Il a remis une organisation en place, a donné beaucoup de tactique et augmenté la charge de travail. L’an passé, au premier tour, on avait encaissé beaucoup trop de buts. On a resserré les boulons, et ce qui était notre point faible est devenu notre point fort. Lors des barrages contre Bochum, on a tenu le zéro à domicile (1-0) et on a partagé (1-1) là-bas. Et, cette saison, en huit matches, on n’a encaissé que quatre buts. Si on encaisse peu, ce n’est pas uniquement grâce au gardien ou aux défenseurs : chacun connaît son rôle. On forme un véritable bloc, sans pour autant attendre notre adversaire dans nos 16 mètres, car l’entraîneur insiste pour que l’on joue assez haut. Et devant, on parvient toujours à se créer l’une ou l’autre occasion…

Les nombreux buts encaissés, au premier tour de la saison dernière, ont coûté la place et entamé le crédit de Logan Bailly…

Il ne faut pas oublier que les six premiers mois de Bailly à Gladbach avaient été très bons. Il était très apprécié des supporters. Après, le vent a tourné, mais il ne peut pas avoir perdu toutes ses qualités. Sa défense ne l’a pas toujours aidé. C’est trop facile de mettre toute la responsabilité des buts encaissés sur le dos du gardien, même s’il a aussi commis des erreurs, dont celle contre Kaiserslautern qui lui a porté le coup fatal. Je ne comprends toujours pas ce qui lui est réellement arrivé. S’est-il laissé aller ? On a parlé de ses problèmes privés, aussi, mais je ne veux pas me mêler de cela. Je trouve que c’est un bon garçon, je lui ai d’ailleurs téléphoné pour lui souhaiter bonne chance lorsqu’il a signé à Neuchâtel Xamax. Ce serait très dommage de perdre un gardien avec un tel talent.
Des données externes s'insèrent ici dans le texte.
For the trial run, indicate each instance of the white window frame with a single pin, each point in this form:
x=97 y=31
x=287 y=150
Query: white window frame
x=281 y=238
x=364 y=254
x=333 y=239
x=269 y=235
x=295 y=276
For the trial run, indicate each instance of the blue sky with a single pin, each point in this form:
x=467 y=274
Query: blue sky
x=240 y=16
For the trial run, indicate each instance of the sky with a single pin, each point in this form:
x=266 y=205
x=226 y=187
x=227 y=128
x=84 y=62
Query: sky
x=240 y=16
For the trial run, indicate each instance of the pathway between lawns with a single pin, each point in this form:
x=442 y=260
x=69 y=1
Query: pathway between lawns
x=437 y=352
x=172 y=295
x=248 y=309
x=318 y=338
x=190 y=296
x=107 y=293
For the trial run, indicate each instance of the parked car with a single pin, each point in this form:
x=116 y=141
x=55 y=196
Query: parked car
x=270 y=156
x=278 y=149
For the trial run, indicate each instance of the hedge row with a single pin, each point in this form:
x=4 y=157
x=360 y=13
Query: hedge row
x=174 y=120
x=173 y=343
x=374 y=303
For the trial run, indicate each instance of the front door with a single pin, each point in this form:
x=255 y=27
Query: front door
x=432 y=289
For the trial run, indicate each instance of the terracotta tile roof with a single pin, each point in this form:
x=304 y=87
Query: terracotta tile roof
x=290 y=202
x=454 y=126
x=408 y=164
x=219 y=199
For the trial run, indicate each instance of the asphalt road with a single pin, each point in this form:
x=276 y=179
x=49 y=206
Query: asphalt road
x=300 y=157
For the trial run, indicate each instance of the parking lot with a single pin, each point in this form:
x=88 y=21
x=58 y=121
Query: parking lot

Comment se débrouille Dante ?

C’est devenu une pièce maîtresse. Il joue toujours comme défenseur central, même s’il peut aussi évoluer sur le flanc gauche. Dès le début, il s’est imposé. Cela ne m’étonne pas, je savais qu’il avait le profil pour la Bundesliga. Il montre du caractère : c’est un garçon très calme en dehors du terrain mais qui se donne à fond sur la pelouse. Dans les duels aériens, il est très fort. Techniquement aussi, il m’impressionne.

Et Igor de Camargo ?

C’est un joueur très important pour le club. Il a marqué des buts décisifs. La saison dernière, il a joué de malchance avec ses blessures. Cette saison encore, il a loupé l’un ou l’autre match, mais chaque fois qu’il joue, son apport est crucial. En plus de ses buts, il joue aussi un rôle de fixation non négligeable. Malgré les doutes que certains émettaient à son arrivée, j’ai directement su qu’il pouvait nous être très utile. Il est impressionnant physiquement et est capable de conserver un ballon.

 » Le Bayern est au-dessus du lot cette saison « 

La première place que vous avez occupée un moment, en ce début de saison, a dû donner des idées aux supporters : les belles années sont-elles revenues, le Borussia peut-il à nouveau viser le titre ?

C’est sans doute le rêve des supporters, mais ne nous emballons pas. Si l’on pouvait déjà lutter le plus longtemps possible pour une place européenne, ce serait bien. Sur les sept années passées ici, j’ai connu deux relégations et je n’ai jamais terminé plus haut que la 10e place. Même s’il y a chaque année des équipes-révélations en Bundesliga, il faut rester réaliste. Je n’oublie pas, non plus, que l’an passé Francfort avait engrangé 26 points lors du premier tour, puis s’était complètement effondré et avait fini par descendre. Je reste méfiant.

Et pour le titre ?

Le Bayern est trop fort. Il domine toute la concurrence de la tête et des épaules. Il ne faut pas enterrer trop tôt Dortmund et Leverkusen, et il faudra tenir compte d’équipes comme Brême et Stuttgart cette saison, mais les écussons devraient logiquement retourner en Bavière.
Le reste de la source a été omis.